According to this view, creativity results from the interaction of a system composed of three elements: a culture that contains symbolic rules, a person who brings novelty into the symbolic domain, and a field of experts who recognize and validate the innovation. All three are necessary for a creative idea, product, or discovery to take place. For instance, in Vera Rubin’s account of her astronomical discovery, it is impossible to imagine it without access to the huge amount of information about celestial motions that has been collecting for centuries, without access to the institutions that control modern large telescopes, without the critical skepticism and eventual support of other astronomers. In my view these are not incidental contributors to individual originality but essential components of the creative process, on a par with the individual’s own contributions. For this reason, in this book I devote almost as much attention to the domain and to the field as to the
individual creative persons.
Creativity is the cultural equivalent of the process of genetic changes that result in biological evolution, where random variations take place in the chemistry of our chromosomes, below the threshold of consciousness. These changes result in the sudden appearance of a new physical characteristic in a child, and if the trait is an improvement over what existed before, it will have a greater chance to be transmitted to the child’s descendants. Most new traits do not improve survival chances and may disappear after a few generations. But a few do, and it is these that account for biological evolution.

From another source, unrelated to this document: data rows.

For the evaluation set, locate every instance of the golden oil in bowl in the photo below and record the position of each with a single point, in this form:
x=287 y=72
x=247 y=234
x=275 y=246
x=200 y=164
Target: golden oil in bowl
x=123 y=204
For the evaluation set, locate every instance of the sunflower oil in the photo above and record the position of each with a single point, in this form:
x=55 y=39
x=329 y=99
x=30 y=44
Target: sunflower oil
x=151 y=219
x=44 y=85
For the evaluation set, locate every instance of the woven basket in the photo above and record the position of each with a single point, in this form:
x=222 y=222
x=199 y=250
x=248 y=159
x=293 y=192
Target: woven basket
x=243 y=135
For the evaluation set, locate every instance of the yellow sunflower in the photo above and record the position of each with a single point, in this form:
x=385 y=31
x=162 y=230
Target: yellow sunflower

In cultural evolution there are no mechanisms equivalent to genes and chromosomes. Therefore, a new idea or invention is not automatically passed on to the next generation. Instructions for how to use fire, or the wheel, or atomic energy are not built into the nervous system of the children born after such discoveries. Each child has to learn them again from the start. The analogy to genes in the evolution of culture are memes, or units of information that we must learn if culture is to continue. Languages, numbers, theories, songs, recipes, laws, and values are all memes that we pass on to our children so that they will be remembered. It is these memes that a creative person changes, and if enough of the right people see the change as an improvement, it will become part of the culture.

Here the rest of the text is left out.